Edge-to-edge tilings of the sphere by congruent quadrilaterals are completely classified in a series of three papers. This second one applies the powerful tool of trigonometric Diophantine equations to classify the case of a(3)b-quadrilaterals with all angles being rational degrees. There are 12 sporadic and 3 infinite sequences of quadrilaterals admitting the two-layer earth map tilings together with their modifications, and 3 sporadic quadrilaterals admitting 4 exceptional tilings. Among them only three quadrilaterals are convex. New interesting non-edge-to-edge triangular tilings are obtained as a byproduct.

Automated summary

This paper completely classifies edge-to-edge tilings of the sphere by congruent quadrilaterals in a series of three papers.

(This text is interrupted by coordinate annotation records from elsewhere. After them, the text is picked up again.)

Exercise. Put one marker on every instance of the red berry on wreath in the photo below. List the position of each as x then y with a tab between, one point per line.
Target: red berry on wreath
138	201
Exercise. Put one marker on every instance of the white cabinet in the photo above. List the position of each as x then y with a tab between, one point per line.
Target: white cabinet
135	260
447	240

The second paper uses trigonometric Diophantine equations to classify the case of a(3)b-quadrilaterals with all angles being rational degrees. There are 12 sporadic and 3 infinite sequences of quadrilaterals allowing two-layer earth map tilings and their modifications, as well as 3 sporadic quadrilaterals allowing 4 exceptional tilings. Among them, only three quadrilaterals are convex. New interesting non-edge-to-edge triangular tilings are also obtained as a byproduct.